Results On the basis of previous work, carbocations 19-21 or closely related electrophiles would likely be involved in DNA alkylation by 3 (21). Gua is generally the most

reactive base in DNA toward electrophiles, and earlier work indicated that pyridyloxobutylation of DNA involved alkylation at Gua (26). Therefore, Gua was selected as the focus of this study. Several standards were available from previous work including 10, first synthesized by Peterson and co-workers (16), 23 (20), 25 (22), and 26 (18). The corresponding pyridylhydroxybutyl adducts 27-30 and the Gua bases 22 and 24 produced by mild acid hydrolysis of 10 and 23 were also available (18).

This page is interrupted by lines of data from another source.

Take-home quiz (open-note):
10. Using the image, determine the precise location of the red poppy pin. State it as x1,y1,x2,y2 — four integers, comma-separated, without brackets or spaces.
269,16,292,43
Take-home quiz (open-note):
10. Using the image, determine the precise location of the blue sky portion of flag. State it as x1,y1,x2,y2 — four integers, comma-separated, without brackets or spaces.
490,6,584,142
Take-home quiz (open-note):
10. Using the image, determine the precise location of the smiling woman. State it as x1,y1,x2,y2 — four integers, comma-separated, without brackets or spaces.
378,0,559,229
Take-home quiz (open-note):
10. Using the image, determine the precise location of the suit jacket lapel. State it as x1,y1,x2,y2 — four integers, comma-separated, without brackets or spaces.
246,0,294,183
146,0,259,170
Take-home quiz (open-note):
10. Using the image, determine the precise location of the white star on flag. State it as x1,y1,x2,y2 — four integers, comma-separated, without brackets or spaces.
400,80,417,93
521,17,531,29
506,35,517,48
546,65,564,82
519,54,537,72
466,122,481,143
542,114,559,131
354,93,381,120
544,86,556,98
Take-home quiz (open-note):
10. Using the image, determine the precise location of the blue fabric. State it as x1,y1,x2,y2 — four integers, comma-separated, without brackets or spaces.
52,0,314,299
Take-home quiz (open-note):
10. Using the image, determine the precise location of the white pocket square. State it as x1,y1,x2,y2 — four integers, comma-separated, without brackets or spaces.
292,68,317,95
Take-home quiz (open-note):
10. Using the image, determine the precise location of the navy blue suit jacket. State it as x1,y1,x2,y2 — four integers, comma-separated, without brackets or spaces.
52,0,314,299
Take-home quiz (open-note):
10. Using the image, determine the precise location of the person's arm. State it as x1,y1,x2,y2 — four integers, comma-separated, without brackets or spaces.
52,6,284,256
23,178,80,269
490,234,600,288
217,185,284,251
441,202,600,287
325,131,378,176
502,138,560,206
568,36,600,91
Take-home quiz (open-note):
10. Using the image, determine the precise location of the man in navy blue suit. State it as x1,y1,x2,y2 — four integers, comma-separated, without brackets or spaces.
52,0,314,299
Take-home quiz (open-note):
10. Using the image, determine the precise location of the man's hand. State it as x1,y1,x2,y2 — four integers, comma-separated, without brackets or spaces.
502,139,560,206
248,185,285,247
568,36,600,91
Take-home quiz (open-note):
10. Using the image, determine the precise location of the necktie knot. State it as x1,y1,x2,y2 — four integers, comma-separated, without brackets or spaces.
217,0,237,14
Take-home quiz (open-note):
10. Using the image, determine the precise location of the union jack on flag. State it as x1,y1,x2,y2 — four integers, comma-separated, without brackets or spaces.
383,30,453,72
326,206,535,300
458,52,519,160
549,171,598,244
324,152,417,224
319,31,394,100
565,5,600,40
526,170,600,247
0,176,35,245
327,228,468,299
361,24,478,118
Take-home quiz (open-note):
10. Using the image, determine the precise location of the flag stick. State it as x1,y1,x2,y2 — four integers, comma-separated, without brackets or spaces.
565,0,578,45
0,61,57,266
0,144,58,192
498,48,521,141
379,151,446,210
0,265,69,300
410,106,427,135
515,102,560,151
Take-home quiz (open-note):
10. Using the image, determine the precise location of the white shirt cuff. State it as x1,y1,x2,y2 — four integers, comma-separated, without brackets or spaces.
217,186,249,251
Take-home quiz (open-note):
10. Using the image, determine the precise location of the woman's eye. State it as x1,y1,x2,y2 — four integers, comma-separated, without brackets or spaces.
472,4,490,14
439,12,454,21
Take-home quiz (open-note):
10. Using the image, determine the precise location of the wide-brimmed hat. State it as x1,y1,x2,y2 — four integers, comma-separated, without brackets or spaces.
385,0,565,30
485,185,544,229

We hypothesized that N2-pyridyltetrahydrofuranyldGuo (31a) would be a major HPB-releasing adduct in pyridyloxobutylated DNA since alkylation of N2 or O6 of dGuo is favored with SN1 type reactants such as 21 (27). On the basis of our work with adducts analogous to 31a but lacking the pyridine ring, we expected that 31a might be unstable at the nucleoside level and would release HPB via the acyclic tautomer, Schiff base 31b (28, 29). However, 31b could be stabilized by treatment of the DNA with NaBH4, which would produce 32 (29). Therefore, we synthesized 32 as shown in Scheme 3. The key intermediate 35 was prepared using methods described by Crooks (23, 30). This was coupled to 36, giving adduct 32 as a mixture of diastereomers. HPLC chromatograms of standard adducts 10, 23, 25, and 26 as well as adducts that would result from NaBH4 treatment (27-30 and 32) are shown in Figure 1. We then proceeded to investigate the reaction of NNKCH2OAc with dGuo, both before and after NaBH4 treatment. A chromatogram obtained upon HPLC analysis of the reaction mixture of NNKCH2OAc and dGuo is illustrated in Figure 2. The complexity of this chromatogram resulted in part from the presence of UV-absorbing sol-

volysis products of NNKCH2OAc. Nevertheless, we were able to isolate peaks corresponding in retention time to 23, 25, and 10. Adduct 25 was previously identified as a product of the reaction of a pyridyloxobutylating agent with dGuo (22). Consistent with those results, its UV and MS were the same as those of standard 25. The UV spectra and MS of the peaks marked 23 and 10 were also essentially the same as those of standard adducts 23 and 10 (Figures 3A-D and 4A-D). Treatment of 23 and 10 with NaBH4 shifted their retention times to those of 28 and 27, respectively. The UV spectra and MS of these products also matched those of the standards (data not shown). These results demonstrate that 10, 23, and 25 are products of the reaction of NNKCH2OAc with dGuo.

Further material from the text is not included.